Morning arrived in Valemark with all the subtlety of a merchant hawking discount produce. Sunlight streamed through the Temple guest quarters' windows, illuminating three people who were definitely not discussing the previous night.
Reyn sat cross-legged on the floor, methodically checking her equipment. Good Deeds lay across her lap as she tested the edge with her thumb, though the blade hardly needed attention. The star-filled sword rested beside her, still nameless despite her best efforts. She'd tried "Night's Edge" this morning, but it felt pretentious.
Across the room, Jarek had arranged their supplies in neat rows, lips moving silently as he counted. He'd been at it for an hour, starting over each time he reached his wife-related memories and lost track.
"Seventeen days of dried meat at current consumption," he muttered. "Unless Reyn gets hungry. Then twelve. Huh, my wife likes dried meat. Didn’t she? Do I even like dried meat? What if—"
"You're spiraling," Reyn said without looking up.
"I'm contemplating." He rearranged the supplies again. "There's a difference. Spiraling involves panic. This is organized panic, see."
Venn emerged from the washroom, looking like she'd slept about as well as her red-rimmed eyes, unruly hair and lump walk suggested.
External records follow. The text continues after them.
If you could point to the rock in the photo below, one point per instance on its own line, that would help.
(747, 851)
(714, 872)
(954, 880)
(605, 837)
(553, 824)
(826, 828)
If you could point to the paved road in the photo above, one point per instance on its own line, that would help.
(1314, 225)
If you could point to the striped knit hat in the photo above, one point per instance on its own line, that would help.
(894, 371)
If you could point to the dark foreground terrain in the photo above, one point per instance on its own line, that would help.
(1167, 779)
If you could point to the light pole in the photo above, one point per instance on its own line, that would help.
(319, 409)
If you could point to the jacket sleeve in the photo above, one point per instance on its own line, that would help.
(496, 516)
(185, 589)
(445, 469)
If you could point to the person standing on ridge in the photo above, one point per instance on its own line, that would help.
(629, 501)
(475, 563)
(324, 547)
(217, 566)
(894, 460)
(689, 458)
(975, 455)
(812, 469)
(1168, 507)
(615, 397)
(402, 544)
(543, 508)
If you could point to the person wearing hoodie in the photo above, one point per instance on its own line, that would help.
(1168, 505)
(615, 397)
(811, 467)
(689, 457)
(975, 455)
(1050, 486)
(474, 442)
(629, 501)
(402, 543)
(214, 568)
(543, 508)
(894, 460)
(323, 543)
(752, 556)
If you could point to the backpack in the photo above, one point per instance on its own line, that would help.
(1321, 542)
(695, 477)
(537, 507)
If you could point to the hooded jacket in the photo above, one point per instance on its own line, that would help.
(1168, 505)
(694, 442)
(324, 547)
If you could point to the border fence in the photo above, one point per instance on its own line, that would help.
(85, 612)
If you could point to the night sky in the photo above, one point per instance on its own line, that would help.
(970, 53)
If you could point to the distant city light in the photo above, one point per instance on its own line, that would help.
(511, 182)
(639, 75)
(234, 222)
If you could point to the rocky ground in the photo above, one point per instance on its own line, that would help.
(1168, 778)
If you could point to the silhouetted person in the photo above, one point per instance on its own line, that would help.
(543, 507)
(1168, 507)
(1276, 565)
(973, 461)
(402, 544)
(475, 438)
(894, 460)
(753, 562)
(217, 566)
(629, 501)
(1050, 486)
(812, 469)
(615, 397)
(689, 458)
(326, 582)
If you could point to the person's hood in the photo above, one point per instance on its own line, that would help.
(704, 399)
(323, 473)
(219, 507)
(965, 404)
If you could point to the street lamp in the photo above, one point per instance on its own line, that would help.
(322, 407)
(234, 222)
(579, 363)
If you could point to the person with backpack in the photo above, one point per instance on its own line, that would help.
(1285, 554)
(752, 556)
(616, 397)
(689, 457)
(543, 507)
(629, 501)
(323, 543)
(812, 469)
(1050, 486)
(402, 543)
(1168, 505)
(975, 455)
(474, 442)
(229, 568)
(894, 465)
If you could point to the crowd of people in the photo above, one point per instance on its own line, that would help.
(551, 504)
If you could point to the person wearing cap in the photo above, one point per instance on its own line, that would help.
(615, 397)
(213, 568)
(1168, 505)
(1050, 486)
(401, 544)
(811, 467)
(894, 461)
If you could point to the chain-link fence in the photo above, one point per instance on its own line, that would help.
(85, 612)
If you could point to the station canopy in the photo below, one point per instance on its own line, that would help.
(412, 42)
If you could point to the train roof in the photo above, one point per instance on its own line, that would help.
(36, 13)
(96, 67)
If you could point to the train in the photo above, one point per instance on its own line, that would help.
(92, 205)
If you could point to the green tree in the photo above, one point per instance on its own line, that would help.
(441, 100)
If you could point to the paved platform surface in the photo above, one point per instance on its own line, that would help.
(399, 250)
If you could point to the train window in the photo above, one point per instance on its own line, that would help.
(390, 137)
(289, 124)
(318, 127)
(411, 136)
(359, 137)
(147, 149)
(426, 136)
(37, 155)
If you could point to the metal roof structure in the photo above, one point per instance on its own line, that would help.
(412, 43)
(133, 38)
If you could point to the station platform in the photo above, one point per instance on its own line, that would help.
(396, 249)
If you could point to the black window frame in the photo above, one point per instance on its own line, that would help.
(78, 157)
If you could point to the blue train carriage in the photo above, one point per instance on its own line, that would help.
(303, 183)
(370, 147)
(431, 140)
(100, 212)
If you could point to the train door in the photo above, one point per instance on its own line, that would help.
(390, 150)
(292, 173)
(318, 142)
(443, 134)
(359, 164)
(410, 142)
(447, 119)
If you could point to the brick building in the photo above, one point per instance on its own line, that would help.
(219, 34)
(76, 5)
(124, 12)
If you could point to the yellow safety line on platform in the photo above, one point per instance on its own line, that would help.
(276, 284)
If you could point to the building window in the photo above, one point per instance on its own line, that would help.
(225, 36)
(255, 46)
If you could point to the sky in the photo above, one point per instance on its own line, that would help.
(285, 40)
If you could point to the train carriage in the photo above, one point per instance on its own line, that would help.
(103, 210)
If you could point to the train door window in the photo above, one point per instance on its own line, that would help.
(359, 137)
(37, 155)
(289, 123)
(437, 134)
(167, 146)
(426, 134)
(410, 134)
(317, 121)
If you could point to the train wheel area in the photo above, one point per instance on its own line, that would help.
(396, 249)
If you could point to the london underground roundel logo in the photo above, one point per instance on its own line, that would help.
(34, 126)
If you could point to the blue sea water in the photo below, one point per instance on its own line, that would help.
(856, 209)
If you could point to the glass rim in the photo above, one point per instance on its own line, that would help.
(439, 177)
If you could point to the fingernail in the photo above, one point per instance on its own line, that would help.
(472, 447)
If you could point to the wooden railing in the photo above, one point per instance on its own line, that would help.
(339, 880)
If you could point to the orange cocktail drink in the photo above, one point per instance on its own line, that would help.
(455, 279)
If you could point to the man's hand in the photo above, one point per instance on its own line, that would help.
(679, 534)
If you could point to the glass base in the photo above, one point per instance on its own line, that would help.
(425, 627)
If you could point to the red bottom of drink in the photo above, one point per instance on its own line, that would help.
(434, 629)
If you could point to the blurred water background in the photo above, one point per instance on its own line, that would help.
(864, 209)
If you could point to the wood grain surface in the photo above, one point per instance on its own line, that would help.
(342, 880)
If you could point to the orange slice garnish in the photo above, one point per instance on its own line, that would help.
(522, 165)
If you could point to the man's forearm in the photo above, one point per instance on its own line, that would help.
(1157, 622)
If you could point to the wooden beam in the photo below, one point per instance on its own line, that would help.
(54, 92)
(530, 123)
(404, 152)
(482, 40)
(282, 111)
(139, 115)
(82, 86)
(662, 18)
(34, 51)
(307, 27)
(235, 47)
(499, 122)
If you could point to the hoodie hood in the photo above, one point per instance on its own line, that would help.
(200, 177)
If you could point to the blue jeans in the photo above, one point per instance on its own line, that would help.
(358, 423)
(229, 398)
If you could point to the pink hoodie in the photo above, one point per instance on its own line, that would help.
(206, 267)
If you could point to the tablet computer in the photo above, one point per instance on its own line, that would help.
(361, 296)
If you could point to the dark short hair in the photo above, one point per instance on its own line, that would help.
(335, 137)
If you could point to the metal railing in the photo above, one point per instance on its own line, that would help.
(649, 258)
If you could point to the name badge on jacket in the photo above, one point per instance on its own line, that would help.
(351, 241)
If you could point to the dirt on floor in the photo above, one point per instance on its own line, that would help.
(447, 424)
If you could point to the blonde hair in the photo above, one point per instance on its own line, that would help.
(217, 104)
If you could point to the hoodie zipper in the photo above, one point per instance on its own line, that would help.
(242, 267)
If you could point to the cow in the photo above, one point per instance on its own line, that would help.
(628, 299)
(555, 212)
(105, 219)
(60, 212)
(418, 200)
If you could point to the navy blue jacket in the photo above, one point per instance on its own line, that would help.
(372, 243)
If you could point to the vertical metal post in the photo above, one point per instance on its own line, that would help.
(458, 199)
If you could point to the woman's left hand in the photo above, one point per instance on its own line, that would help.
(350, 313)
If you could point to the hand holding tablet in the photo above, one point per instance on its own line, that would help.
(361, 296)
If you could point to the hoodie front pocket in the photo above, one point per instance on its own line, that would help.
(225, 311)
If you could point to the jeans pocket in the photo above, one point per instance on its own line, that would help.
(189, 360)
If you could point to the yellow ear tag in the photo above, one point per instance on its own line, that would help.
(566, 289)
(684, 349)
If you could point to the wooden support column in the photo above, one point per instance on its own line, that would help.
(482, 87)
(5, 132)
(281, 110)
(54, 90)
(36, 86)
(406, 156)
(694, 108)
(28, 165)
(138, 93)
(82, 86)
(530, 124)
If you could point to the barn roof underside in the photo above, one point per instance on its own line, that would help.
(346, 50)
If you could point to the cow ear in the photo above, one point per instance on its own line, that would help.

She'd changed into practical traveling clothes, her bag of herbs and ointments slung across her shoulder with the looks of someone carrying their entire identity in leather and herbs, if such a look even existed.
"Ready?" she asked, her voice as neutral as a bird flying past a battlefield.
Reyn and Jarek exchanged glances. Venn hadn't mentioned the Trial since last night, so neither did they. She'd woken early, attended morning prayers, and returned sometime later with a fixed smile that said that anyone who asked how she was feeling would regret it.
"We could wait another day," Reyn said as casual as she could. "The beast isn't going anywhere, by the looks of it."
"Neither is my failure." Venn's smile never wavered. Reyn found it unsettling. "I need to do something useful. Hunting dangerous creatures that’s killed and maimed anyone looking for it seems appropriately distracting."
“Makes sense,” Reyn said with a nod. Even if her body was healing, she still felt some shame from her Full Frenzy. A feeling she wasn’t used to, and a feeling she certainly did not like.
"That's... not healthy," Jarek said.
Venn's half-smile never wavered. "Says the man who forgot his wife existed."
"That's not my fault! Head trauma is a recognized medical condition! You of all people should know that!"
"So is emotional trauma, but I'm not using it as an excuse to avoid—"
"Enough." Reyn stood, sheathing both swords in two fluid motions. She didn’t raise her voice at all, and yet both the others stopped and looked at her. "We're all broken in our own ways. Let's go be broken and fix something we can fix right now, don’t you think?"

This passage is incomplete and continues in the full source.